Es dürfte nicht übertrieben sein, wenn man das Sampling als eine der wichtigsten Techniken der modernen Musikproduktion bezeichnet. Selbst in der Rockmusik, wo lange die Nase über jegliche digitale Unterstützung gerümpft wurde, kommt kaum noch eine Produktion ganz ohne Samples aus. Nicht nur, dass jeden Monat eine unüberschaubare Anzahl von speziellen Tonträgern gerade zu diesem Zweck auf den Markt geworfen wird, längst basiert auch ein bedeutender Teil der hard- oder softwaregestützten Klangerzeuger auf Samples.

 

Dies zeigt, dass der Umgang mit Samples zu einer natürlichen Angelegenheit im Musikschaffen geworden ist. Aber so selbstverständlich wie die Arbeit mit Samples auch sein mag – die rechtlichen Zusammenhänge sind keineswegs so offensichtlich. Zumindest drängt sich dieser Eindruck auf, wenn man die einschlägigen Nachrichten verfolgt.

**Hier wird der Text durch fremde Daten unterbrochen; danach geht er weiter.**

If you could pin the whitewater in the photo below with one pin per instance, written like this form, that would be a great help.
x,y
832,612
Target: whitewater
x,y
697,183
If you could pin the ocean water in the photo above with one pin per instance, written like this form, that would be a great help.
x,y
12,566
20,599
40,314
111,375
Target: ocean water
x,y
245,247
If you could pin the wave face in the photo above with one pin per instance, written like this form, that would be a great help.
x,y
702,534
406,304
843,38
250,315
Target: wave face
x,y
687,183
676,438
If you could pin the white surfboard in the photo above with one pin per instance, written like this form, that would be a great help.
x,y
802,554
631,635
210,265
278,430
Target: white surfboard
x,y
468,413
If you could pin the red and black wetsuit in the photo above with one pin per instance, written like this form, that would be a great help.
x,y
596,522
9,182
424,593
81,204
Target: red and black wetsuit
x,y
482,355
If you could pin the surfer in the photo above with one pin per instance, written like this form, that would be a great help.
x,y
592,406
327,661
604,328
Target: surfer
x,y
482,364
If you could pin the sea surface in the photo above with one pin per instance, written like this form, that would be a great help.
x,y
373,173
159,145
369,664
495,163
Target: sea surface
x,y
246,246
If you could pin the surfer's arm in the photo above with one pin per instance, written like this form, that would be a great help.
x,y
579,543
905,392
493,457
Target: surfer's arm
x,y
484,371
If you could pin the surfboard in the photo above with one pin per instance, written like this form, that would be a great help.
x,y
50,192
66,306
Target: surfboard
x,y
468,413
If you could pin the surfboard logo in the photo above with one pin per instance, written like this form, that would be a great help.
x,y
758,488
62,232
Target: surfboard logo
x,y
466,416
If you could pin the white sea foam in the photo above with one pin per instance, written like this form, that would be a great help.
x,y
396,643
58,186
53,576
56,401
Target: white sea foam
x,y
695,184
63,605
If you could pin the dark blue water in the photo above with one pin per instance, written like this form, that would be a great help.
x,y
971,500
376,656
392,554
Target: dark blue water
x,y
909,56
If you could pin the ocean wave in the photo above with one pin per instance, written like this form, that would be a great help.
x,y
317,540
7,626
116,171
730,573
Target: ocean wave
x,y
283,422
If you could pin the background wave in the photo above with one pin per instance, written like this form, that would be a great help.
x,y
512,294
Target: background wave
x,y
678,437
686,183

Da war etwa zu lesen, dass sich der Rapper Bushido vor dem Landgericht Hamburg verantworten müsse, weil er für sein 2006 erschienenes Album „Von der Skyline zum Bordstein zurück“ die französische Gothic Band Dark Sanctuary in einer Mehrzahl von Fällen gesampelt haben soll, ohne sich um eine entsprechende Lizenz zu bemühen. Weitere Samplingvorwürfe werden von den norwegischen Schwermetallern Dimmu Borgir gegen Bushido erhoben.

Der Fall „Metall auf Metall“

Damit steht der Rapper allerdings nicht alleine da. Sogar der Bundesgerichtshof (BGH) hat sich erst kürzlich in einem Urteil mit dem Thema Sampling befasst. Gegenstand des Urteils ist ein Rechtsstreit, der ebenfalls schon das LG Hamburg und das zuständige Oberlandesgericht beschäftigte und schon einige Jahre andauert.

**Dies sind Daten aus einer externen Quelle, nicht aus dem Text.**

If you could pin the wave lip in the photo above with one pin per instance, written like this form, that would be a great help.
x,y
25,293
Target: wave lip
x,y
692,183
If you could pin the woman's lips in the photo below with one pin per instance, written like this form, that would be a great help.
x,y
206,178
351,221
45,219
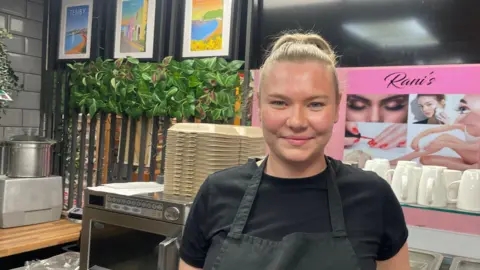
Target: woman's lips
x,y
297,141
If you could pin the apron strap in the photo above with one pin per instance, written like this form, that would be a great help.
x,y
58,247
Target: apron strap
x,y
337,220
246,204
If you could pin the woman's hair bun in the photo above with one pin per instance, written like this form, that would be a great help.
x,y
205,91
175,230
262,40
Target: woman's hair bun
x,y
307,39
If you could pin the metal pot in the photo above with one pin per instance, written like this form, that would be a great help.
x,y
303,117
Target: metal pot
x,y
29,156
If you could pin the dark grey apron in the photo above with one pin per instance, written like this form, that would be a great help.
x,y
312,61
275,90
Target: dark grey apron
x,y
296,251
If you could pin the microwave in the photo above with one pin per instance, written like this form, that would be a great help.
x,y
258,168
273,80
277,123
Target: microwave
x,y
140,232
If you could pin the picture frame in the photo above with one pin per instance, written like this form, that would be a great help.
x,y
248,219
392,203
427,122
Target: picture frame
x,y
75,38
208,32
139,29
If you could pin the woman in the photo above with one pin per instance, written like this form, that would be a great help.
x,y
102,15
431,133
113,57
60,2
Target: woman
x,y
381,108
297,209
468,149
432,107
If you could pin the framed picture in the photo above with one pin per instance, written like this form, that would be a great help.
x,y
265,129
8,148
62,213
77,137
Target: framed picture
x,y
75,29
135,28
207,28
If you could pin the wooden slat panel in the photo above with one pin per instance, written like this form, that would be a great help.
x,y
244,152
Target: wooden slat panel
x,y
27,238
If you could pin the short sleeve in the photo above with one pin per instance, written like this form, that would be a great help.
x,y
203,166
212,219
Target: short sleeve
x,y
395,231
194,245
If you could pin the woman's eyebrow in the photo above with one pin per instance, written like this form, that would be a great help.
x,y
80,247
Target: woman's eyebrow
x,y
388,99
366,100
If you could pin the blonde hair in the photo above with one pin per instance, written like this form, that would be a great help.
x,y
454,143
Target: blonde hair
x,y
298,47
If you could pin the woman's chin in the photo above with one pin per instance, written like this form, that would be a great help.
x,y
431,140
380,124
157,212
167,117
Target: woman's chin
x,y
297,155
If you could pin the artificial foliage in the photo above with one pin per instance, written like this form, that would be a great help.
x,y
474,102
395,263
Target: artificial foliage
x,y
8,79
196,88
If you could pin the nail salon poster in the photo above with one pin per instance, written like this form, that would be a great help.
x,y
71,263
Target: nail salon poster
x,y
428,114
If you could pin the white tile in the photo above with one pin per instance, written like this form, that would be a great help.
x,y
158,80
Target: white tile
x,y
12,117
31,118
35,11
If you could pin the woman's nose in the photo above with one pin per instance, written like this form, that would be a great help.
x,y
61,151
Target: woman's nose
x,y
298,118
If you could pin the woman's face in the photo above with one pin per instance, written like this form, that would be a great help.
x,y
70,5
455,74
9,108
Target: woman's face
x,y
469,114
427,104
377,108
298,109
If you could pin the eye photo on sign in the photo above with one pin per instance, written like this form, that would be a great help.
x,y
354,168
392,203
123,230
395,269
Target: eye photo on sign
x,y
380,108
375,140
433,109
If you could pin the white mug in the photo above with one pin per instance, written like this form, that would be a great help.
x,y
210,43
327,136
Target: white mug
x,y
469,191
405,183
431,189
450,176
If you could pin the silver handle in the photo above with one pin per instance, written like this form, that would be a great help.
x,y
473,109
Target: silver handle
x,y
168,254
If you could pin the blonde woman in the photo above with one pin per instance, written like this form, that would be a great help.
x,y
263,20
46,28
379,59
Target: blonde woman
x,y
297,209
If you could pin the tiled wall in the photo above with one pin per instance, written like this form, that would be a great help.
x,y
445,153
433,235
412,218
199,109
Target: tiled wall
x,y
23,18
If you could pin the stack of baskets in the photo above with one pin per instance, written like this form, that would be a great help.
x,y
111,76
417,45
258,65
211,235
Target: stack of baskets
x,y
195,151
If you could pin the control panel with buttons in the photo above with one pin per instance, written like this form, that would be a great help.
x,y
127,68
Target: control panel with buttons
x,y
149,209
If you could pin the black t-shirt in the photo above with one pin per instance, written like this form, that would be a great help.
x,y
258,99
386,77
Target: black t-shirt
x,y
374,219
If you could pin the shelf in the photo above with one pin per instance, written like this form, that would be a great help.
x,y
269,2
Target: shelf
x,y
448,209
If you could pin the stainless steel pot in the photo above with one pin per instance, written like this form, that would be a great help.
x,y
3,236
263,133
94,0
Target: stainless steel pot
x,y
29,156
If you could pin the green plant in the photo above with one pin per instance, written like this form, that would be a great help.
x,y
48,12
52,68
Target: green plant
x,y
204,88
201,88
8,79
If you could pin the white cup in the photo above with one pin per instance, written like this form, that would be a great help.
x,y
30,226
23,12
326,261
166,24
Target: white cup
x,y
469,191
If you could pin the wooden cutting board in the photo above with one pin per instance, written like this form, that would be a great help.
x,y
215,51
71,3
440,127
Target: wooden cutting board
x,y
34,237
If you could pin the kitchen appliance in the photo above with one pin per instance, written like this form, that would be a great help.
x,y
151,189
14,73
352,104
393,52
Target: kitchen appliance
x,y
28,156
26,201
141,232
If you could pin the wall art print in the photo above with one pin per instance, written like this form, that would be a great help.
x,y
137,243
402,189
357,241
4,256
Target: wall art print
x,y
75,29
207,28
134,28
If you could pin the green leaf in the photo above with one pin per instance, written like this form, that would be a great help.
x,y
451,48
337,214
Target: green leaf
x,y
93,108
157,98
122,91
177,115
216,114
229,112
146,77
172,91
222,64
113,83
133,60
231,81
166,61
190,99
210,62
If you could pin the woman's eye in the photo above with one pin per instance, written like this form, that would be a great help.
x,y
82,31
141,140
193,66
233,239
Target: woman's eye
x,y
394,106
278,103
317,105
357,105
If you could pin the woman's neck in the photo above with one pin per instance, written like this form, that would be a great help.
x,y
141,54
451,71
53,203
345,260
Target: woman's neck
x,y
433,120
282,168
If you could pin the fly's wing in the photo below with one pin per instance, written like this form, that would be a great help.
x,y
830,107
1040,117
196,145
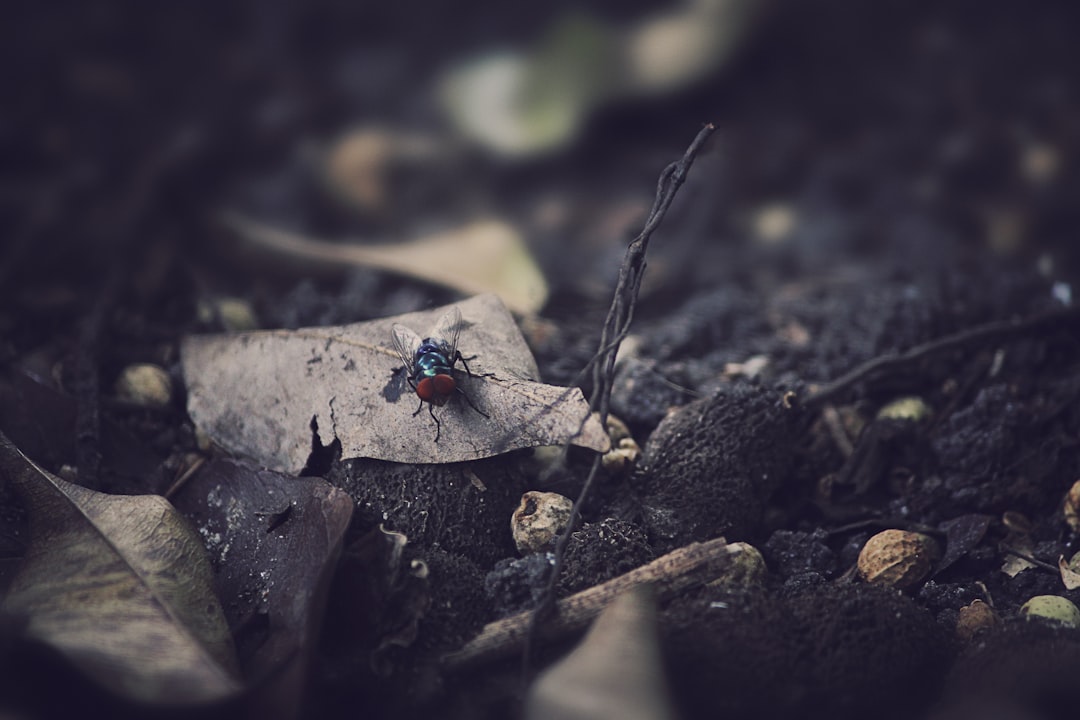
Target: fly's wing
x,y
405,342
448,329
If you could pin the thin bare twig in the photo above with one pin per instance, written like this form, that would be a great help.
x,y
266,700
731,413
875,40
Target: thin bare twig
x,y
975,336
691,566
616,327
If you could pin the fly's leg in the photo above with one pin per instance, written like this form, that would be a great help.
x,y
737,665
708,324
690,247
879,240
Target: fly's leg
x,y
439,426
413,385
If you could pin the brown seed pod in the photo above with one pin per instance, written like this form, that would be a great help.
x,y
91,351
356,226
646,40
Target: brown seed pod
x,y
1072,507
974,617
898,558
539,519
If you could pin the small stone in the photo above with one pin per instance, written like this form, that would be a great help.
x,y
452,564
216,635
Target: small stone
x,y
539,520
898,558
145,384
622,457
747,568
905,408
234,314
973,619
1052,608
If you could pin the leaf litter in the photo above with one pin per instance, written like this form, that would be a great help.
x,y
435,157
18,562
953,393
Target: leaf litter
x,y
273,541
121,586
265,394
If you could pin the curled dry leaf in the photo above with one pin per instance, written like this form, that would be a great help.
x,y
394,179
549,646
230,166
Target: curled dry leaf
x,y
485,256
274,541
121,586
259,394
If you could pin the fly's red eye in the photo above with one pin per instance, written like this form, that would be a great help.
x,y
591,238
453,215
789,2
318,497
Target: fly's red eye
x,y
426,389
444,384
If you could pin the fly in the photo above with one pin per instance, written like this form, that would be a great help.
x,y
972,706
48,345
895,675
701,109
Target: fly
x,y
430,364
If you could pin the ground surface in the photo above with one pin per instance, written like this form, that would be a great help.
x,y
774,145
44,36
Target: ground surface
x,y
883,175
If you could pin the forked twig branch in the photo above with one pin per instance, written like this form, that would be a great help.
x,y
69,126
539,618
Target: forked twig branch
x,y
616,327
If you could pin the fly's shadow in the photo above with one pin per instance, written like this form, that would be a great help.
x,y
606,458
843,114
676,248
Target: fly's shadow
x,y
396,385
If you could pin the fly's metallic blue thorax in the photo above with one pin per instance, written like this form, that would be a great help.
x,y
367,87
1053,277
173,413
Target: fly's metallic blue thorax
x,y
431,360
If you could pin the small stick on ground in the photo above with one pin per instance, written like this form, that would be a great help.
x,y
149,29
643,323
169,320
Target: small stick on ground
x,y
970,338
691,566
616,328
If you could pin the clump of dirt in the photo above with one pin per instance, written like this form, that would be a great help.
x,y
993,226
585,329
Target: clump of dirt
x,y
833,651
711,465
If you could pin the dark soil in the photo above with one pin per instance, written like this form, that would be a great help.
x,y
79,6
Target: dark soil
x,y
928,159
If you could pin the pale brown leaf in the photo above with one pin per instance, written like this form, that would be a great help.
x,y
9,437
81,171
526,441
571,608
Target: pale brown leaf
x,y
257,394
121,586
485,256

Der dem BGH Urteil zugrundeliegende Sachverhalt ist, soweit er hier relevant ist, schnell zusammengefasst: Die Rechtsinhaber des Elektroklassikers „Metall auf Metall“ der Gruppe Kraftwerk (veröffentlicht im Jahr 1977) haben die beiden Komponisten und Produzenten Moses Pelham und Martin Haas des von Sabrina Setlur interpretierten Titels „Nur mir“ (veröffentlicht im Jahr 1997) sowie deren Produktionsfirma 3p wegen der nicht lizenzierten Übernahme eines etwa zwei Sekunden langen Ausschnitts des Drumloops von „Metall auf Metall“ (Takte 19 und 20) verklagt. Die Tatsache, dass die Sequenz tatsächlich gesampelt und nicht nachgespielt ist, ist mittlerweile geklärt. Dieses Kraftwerk-Sample bildet in metrischer Verschiebung die Basis des Beats von „Nur mir“.

Das Tonträgerherstellerrecht

Keinesfalls Einigkeit besteht jedoch nach wie vor bezüglich der rechtlichen Beurteilung des Vorgangs. Im Kern geht es dabei um das so genannte Tonträgerherstellerrecht. Dieses Recht schützt die wirtschaftliche, organisatorische und technische Leistung der erstmaligen Festlegung eines Schallereignisses auf Tonträger. In heutiger Zeit ist in den meisten Fällen zunächst nicht die Plattenfirma Inhaberin dieses Rechts, sondern der wirtschaftliche Produzent des Masters. Dieser überträgt es jedoch regelmäßig im Rahmen eines Bandübernahmevertrags an das Label. Der Schutz besteht gegen unbefugte Vervielfältigung (Sampling, Piraterie), Verbreitung (Vertrieb) und öffentliche Zugänglich­machung (Music-on-Demand). Dieses Recht besteht allerdings nicht unbegrenzt, sondern erlischt 50 Jahre nach dem Erscheinen des Tonträgers. Rechtsverletzungen können das Verbot des Vertriebs von Aufnahmen, die das Sample enthalten, die Vernichtung solcher Tonträger, bis hin zu Schadenersatz nach sich ziehen.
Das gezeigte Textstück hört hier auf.